I had gone to the clinic because I was having difficulty getting Hughie to feed, to sleep. There was a nurse with scented wipes and leaflets standing at the door, but you, with a huge baby sucking contentedly at your breast, you were the one who seemed to be in charge. As I sobbed my story of sleepless nights to a group of ashen mothers on plastic chairs, you leaned calmly across me like we had known each other all our lives and popped your finger into Hughie’s mouth to unlatch him. You cupped his head in your hand, adjusted my breast and led him back to the nipple. You, a stranger, so suddenly intimate. How could we not have been friends?

Finn was your first baby too, but you seemed born for motherhood, knew all the tricks. How to relieve wind. How to soothe a tooth-swollen gum. How to get a baby to sleep. And the answer was so easy. As our babies leapt over the milestones, we pulled out our blueveined breasts and fed them and fed them. We fed them through fevers and flus, through dark winter nights and the raucous dawn of spring. We fed them before they could feed themselves, and, unabashed, we kept feeding them after. Together, we faced the stares of other mothers, of men. We met their eyes with our love-softened gaze, and we refused to be ashamed. These were our babies. Formed from our flesh, fed from our flesh. They were our miracles and our milk was our blessing. We squirted it into their gummy eyes. We patted it onto their inflamed bottoms. We massaged it into their cradled-capped scalps. It was our lacteal magic. And every time they pawed at our chests, pulled our tops down, shouted ‘boo-boo’ in their gluey baby voices, we smiled and pulled them to our laps and let them take what they wanted, what they needed from us.

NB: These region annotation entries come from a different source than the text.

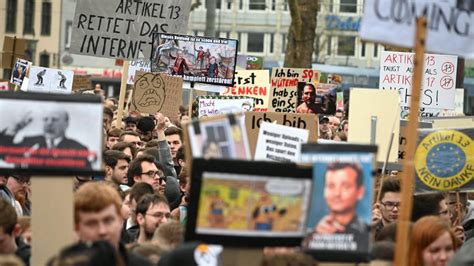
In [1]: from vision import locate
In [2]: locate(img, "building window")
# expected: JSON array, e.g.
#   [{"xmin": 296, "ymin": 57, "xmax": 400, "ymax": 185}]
[
  {"xmin": 337, "ymin": 36, "xmax": 355, "ymax": 56},
  {"xmin": 281, "ymin": 33, "xmax": 287, "ymax": 53},
  {"xmin": 247, "ymin": 33, "xmax": 265, "ymax": 53},
  {"xmin": 5, "ymin": 0, "xmax": 18, "ymax": 32},
  {"xmin": 339, "ymin": 0, "xmax": 357, "ymax": 13},
  {"xmin": 249, "ymin": 0, "xmax": 266, "ymax": 10},
  {"xmin": 41, "ymin": 2, "xmax": 51, "ymax": 35},
  {"xmin": 23, "ymin": 0, "xmax": 35, "ymax": 34},
  {"xmin": 40, "ymin": 52, "xmax": 49, "ymax": 67},
  {"xmin": 270, "ymin": 33, "xmax": 275, "ymax": 54}
]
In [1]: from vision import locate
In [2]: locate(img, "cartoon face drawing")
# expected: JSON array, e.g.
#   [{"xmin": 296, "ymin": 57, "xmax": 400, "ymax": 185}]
[{"xmin": 134, "ymin": 73, "xmax": 166, "ymax": 112}]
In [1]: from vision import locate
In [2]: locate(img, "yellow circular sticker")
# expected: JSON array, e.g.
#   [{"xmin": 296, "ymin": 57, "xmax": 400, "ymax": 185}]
[{"xmin": 415, "ymin": 130, "xmax": 474, "ymax": 190}]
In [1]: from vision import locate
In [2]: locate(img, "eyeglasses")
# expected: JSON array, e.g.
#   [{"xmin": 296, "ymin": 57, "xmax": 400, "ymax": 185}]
[
  {"xmin": 380, "ymin": 201, "xmax": 400, "ymax": 210},
  {"xmin": 145, "ymin": 212, "xmax": 171, "ymax": 219},
  {"xmin": 140, "ymin": 171, "xmax": 167, "ymax": 184}
]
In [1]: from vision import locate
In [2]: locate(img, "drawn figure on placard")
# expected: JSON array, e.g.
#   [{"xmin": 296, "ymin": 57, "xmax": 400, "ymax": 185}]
[
  {"xmin": 196, "ymin": 46, "xmax": 204, "ymax": 69},
  {"xmin": 132, "ymin": 73, "xmax": 166, "ymax": 112},
  {"xmin": 252, "ymin": 193, "xmax": 286, "ymax": 231},
  {"xmin": 314, "ymin": 162, "xmax": 369, "ymax": 241},
  {"xmin": 296, "ymin": 83, "xmax": 317, "ymax": 113},
  {"xmin": 207, "ymin": 56, "xmax": 219, "ymax": 78},
  {"xmin": 208, "ymin": 191, "xmax": 229, "ymax": 228},
  {"xmin": 0, "ymin": 107, "xmax": 96, "ymax": 169},
  {"xmin": 58, "ymin": 71, "xmax": 67, "ymax": 89},
  {"xmin": 35, "ymin": 69, "xmax": 46, "ymax": 86},
  {"xmin": 169, "ymin": 49, "xmax": 189, "ymax": 75}
]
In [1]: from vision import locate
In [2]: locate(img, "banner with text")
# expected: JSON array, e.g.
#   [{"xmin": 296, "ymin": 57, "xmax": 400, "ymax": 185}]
[
  {"xmin": 221, "ymin": 70, "xmax": 270, "ymax": 112},
  {"xmin": 71, "ymin": 0, "xmax": 191, "ymax": 60},
  {"xmin": 268, "ymin": 68, "xmax": 320, "ymax": 113},
  {"xmin": 379, "ymin": 52, "xmax": 457, "ymax": 109},
  {"xmin": 255, "ymin": 122, "xmax": 309, "ymax": 162},
  {"xmin": 360, "ymin": 0, "xmax": 474, "ymax": 58}
]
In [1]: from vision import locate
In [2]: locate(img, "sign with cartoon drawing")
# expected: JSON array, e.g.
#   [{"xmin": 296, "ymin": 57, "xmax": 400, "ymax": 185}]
[
  {"xmin": 130, "ymin": 71, "xmax": 183, "ymax": 117},
  {"xmin": 27, "ymin": 66, "xmax": 74, "ymax": 94}
]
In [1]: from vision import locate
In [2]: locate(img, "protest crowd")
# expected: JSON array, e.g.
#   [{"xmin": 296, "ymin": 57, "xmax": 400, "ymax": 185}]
[{"xmin": 0, "ymin": 0, "xmax": 474, "ymax": 266}]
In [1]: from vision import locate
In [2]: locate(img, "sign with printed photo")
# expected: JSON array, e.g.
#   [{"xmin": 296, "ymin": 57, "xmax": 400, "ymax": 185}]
[
  {"xmin": 151, "ymin": 34, "xmax": 238, "ymax": 86},
  {"xmin": 221, "ymin": 70, "xmax": 270, "ymax": 112},
  {"xmin": 0, "ymin": 92, "xmax": 103, "ymax": 176},
  {"xmin": 186, "ymin": 159, "xmax": 311, "ymax": 247},
  {"xmin": 302, "ymin": 144, "xmax": 377, "ymax": 262},
  {"xmin": 269, "ymin": 68, "xmax": 320, "ymax": 113}
]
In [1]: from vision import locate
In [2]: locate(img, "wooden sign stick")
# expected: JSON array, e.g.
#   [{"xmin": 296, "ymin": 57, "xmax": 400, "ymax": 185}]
[
  {"xmin": 395, "ymin": 17, "xmax": 427, "ymax": 266},
  {"xmin": 117, "ymin": 60, "xmax": 130, "ymax": 129}
]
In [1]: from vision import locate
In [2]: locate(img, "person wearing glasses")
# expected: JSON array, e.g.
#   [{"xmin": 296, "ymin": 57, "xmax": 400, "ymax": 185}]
[
  {"xmin": 128, "ymin": 155, "xmax": 167, "ymax": 194},
  {"xmin": 314, "ymin": 162, "xmax": 369, "ymax": 250},
  {"xmin": 372, "ymin": 177, "xmax": 401, "ymax": 235},
  {"xmin": 135, "ymin": 193, "xmax": 171, "ymax": 244}
]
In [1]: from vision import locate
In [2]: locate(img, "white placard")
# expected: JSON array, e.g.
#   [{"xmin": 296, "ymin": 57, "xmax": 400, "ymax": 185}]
[
  {"xmin": 71, "ymin": 0, "xmax": 191, "ymax": 60},
  {"xmin": 255, "ymin": 122, "xmax": 309, "ymax": 162},
  {"xmin": 127, "ymin": 60, "xmax": 151, "ymax": 85},
  {"xmin": 25, "ymin": 66, "xmax": 74, "ymax": 94},
  {"xmin": 379, "ymin": 51, "xmax": 457, "ymax": 109},
  {"xmin": 360, "ymin": 0, "xmax": 474, "ymax": 58}
]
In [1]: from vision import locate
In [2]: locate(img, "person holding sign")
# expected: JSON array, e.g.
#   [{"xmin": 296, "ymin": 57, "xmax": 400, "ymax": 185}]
[
  {"xmin": 0, "ymin": 109, "xmax": 91, "ymax": 169},
  {"xmin": 315, "ymin": 163, "xmax": 369, "ymax": 242},
  {"xmin": 296, "ymin": 83, "xmax": 316, "ymax": 113}
]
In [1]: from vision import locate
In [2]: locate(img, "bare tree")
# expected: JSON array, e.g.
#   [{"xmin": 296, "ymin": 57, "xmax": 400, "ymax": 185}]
[{"xmin": 284, "ymin": 0, "xmax": 319, "ymax": 68}]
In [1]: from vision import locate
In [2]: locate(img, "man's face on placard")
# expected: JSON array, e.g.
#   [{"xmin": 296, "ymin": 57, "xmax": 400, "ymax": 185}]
[
  {"xmin": 324, "ymin": 166, "xmax": 365, "ymax": 214},
  {"xmin": 76, "ymin": 204, "xmax": 122, "ymax": 247}
]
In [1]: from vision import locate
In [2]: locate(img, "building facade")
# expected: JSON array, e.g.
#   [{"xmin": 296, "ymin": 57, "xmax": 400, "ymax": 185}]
[{"xmin": 0, "ymin": 0, "xmax": 61, "ymax": 79}]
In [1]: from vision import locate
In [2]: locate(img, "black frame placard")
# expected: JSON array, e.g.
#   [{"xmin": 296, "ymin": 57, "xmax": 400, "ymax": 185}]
[
  {"xmin": 150, "ymin": 33, "xmax": 239, "ymax": 86},
  {"xmin": 0, "ymin": 92, "xmax": 103, "ymax": 176},
  {"xmin": 185, "ymin": 159, "xmax": 312, "ymax": 247}
]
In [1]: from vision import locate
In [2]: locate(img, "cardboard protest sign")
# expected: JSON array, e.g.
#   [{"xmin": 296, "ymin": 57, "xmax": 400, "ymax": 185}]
[
  {"xmin": 72, "ymin": 75, "xmax": 92, "ymax": 91},
  {"xmin": 196, "ymin": 96, "xmax": 254, "ymax": 117},
  {"xmin": 302, "ymin": 144, "xmax": 377, "ymax": 262},
  {"xmin": 360, "ymin": 0, "xmax": 474, "ymax": 58},
  {"xmin": 130, "ymin": 71, "xmax": 183, "ymax": 117},
  {"xmin": 221, "ymin": 70, "xmax": 270, "ymax": 112},
  {"xmin": 398, "ymin": 120, "xmax": 433, "ymax": 164},
  {"xmin": 151, "ymin": 34, "xmax": 238, "ymax": 86},
  {"xmin": 269, "ymin": 68, "xmax": 320, "ymax": 113},
  {"xmin": 28, "ymin": 66, "xmax": 74, "ymax": 94},
  {"xmin": 296, "ymin": 82, "xmax": 337, "ymax": 114},
  {"xmin": 379, "ymin": 52, "xmax": 457, "ymax": 109},
  {"xmin": 185, "ymin": 159, "xmax": 311, "ymax": 247},
  {"xmin": 0, "ymin": 92, "xmax": 103, "ymax": 175},
  {"xmin": 254, "ymin": 122, "xmax": 309, "ymax": 162},
  {"xmin": 414, "ymin": 128, "xmax": 474, "ymax": 192},
  {"xmin": 347, "ymin": 89, "xmax": 400, "ymax": 163},
  {"xmin": 70, "ymin": 0, "xmax": 191, "ymax": 60},
  {"xmin": 244, "ymin": 112, "xmax": 318, "ymax": 155},
  {"xmin": 187, "ymin": 113, "xmax": 251, "ymax": 159},
  {"xmin": 10, "ymin": 58, "xmax": 31, "ymax": 86},
  {"xmin": 0, "ymin": 80, "xmax": 10, "ymax": 91},
  {"xmin": 127, "ymin": 60, "xmax": 151, "ymax": 85}
]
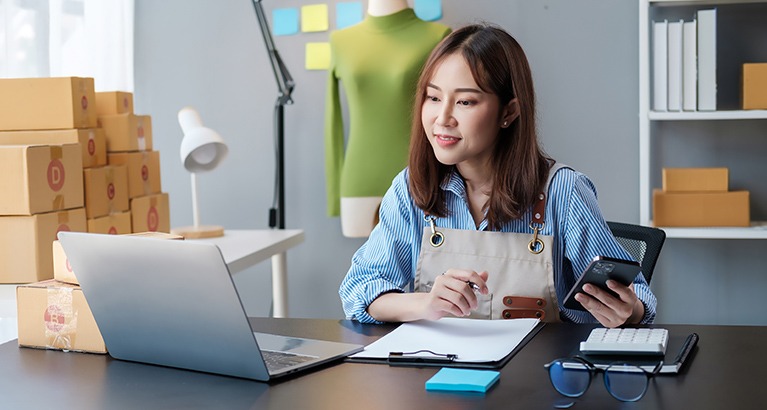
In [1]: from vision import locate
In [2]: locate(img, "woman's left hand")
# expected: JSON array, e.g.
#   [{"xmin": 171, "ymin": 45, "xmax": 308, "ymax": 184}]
[{"xmin": 575, "ymin": 280, "xmax": 644, "ymax": 328}]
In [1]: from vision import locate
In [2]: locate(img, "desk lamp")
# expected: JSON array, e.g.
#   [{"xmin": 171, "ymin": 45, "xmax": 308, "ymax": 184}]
[{"xmin": 173, "ymin": 107, "xmax": 229, "ymax": 239}]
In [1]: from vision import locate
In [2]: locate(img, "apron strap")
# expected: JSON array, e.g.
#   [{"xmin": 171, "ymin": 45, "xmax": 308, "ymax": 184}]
[{"xmin": 531, "ymin": 162, "xmax": 570, "ymax": 229}]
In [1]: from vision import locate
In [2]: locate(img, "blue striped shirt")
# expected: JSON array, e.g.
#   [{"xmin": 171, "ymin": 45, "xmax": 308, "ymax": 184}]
[{"xmin": 339, "ymin": 168, "xmax": 657, "ymax": 323}]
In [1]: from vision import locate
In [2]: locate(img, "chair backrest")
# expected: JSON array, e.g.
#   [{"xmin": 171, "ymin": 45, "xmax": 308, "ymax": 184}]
[{"xmin": 607, "ymin": 221, "xmax": 666, "ymax": 284}]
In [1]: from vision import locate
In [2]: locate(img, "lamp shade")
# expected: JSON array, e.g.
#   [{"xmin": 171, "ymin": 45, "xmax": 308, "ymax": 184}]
[{"xmin": 178, "ymin": 107, "xmax": 229, "ymax": 172}]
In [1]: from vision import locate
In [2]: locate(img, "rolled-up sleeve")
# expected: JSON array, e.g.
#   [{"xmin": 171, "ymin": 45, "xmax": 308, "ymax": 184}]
[{"xmin": 338, "ymin": 171, "xmax": 419, "ymax": 323}]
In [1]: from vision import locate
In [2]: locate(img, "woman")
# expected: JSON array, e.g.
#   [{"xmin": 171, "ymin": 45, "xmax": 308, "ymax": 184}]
[{"xmin": 339, "ymin": 25, "xmax": 656, "ymax": 327}]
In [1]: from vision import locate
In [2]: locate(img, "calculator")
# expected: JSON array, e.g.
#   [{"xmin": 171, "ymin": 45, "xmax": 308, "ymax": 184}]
[{"xmin": 581, "ymin": 328, "xmax": 668, "ymax": 356}]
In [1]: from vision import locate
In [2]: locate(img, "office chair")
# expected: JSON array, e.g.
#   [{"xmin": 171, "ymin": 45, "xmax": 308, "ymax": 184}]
[{"xmin": 607, "ymin": 221, "xmax": 666, "ymax": 284}]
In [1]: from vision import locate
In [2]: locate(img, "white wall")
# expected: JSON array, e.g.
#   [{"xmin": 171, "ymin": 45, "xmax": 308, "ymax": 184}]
[{"xmin": 135, "ymin": 0, "xmax": 767, "ymax": 324}]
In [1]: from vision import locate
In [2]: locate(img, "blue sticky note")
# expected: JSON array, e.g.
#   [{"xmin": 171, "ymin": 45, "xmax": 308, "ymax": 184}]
[
  {"xmin": 336, "ymin": 1, "xmax": 362, "ymax": 29},
  {"xmin": 413, "ymin": 0, "xmax": 442, "ymax": 21},
  {"xmin": 426, "ymin": 367, "xmax": 501, "ymax": 393},
  {"xmin": 272, "ymin": 8, "xmax": 299, "ymax": 36}
]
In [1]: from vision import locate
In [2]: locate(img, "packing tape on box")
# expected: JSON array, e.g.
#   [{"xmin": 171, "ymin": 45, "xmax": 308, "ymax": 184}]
[
  {"xmin": 43, "ymin": 287, "xmax": 77, "ymax": 350},
  {"xmin": 48, "ymin": 145, "xmax": 66, "ymax": 211},
  {"xmin": 141, "ymin": 151, "xmax": 154, "ymax": 195},
  {"xmin": 59, "ymin": 211, "xmax": 69, "ymax": 226},
  {"xmin": 136, "ymin": 117, "xmax": 146, "ymax": 151},
  {"xmin": 51, "ymin": 145, "xmax": 64, "ymax": 161}
]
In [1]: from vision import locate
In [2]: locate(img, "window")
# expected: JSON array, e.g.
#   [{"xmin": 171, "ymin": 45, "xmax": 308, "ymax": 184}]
[{"xmin": 0, "ymin": 0, "xmax": 134, "ymax": 92}]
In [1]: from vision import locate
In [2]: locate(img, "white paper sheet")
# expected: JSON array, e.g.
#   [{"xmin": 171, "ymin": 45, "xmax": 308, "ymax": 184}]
[{"xmin": 350, "ymin": 318, "xmax": 540, "ymax": 363}]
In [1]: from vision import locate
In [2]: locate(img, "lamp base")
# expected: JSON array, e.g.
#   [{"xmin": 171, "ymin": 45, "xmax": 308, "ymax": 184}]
[{"xmin": 170, "ymin": 225, "xmax": 224, "ymax": 239}]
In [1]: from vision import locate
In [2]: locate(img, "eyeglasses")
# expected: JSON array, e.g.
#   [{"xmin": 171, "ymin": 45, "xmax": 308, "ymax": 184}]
[{"xmin": 545, "ymin": 356, "xmax": 663, "ymax": 401}]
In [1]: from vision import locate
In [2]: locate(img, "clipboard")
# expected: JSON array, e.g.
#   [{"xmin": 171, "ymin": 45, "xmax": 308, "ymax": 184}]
[{"xmin": 346, "ymin": 318, "xmax": 544, "ymax": 369}]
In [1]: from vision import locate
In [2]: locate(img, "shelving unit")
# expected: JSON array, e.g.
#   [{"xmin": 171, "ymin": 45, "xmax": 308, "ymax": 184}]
[{"xmin": 639, "ymin": 0, "xmax": 767, "ymax": 239}]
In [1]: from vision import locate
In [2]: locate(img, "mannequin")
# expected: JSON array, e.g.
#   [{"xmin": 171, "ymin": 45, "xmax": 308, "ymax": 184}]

So, truly, I do not blame you for your diagnosis, your mother's milk prescription. For that I do not blame you. On any other day, perhaps, it would have been enough.

I woke on the couch that grievous morning to a text from you. The TV screen was black. The words ‘no signal’ flashing in the corner. You had sent me a link to an article about australopithecus africanus, the earliest fossil of the human species. New carbon analysis of the skeleton’s toothset proved that their babies were breastfed until they were 6 years old. ‘SEE!’ you wrote in capitals, by accident or in exclamation. ‘EVEN OUR MOST PRIMITIVE ANCESTORS KNEW NOT TO MESS WITH NATURE.’ Then: ‘Is H better? CU@ the park?’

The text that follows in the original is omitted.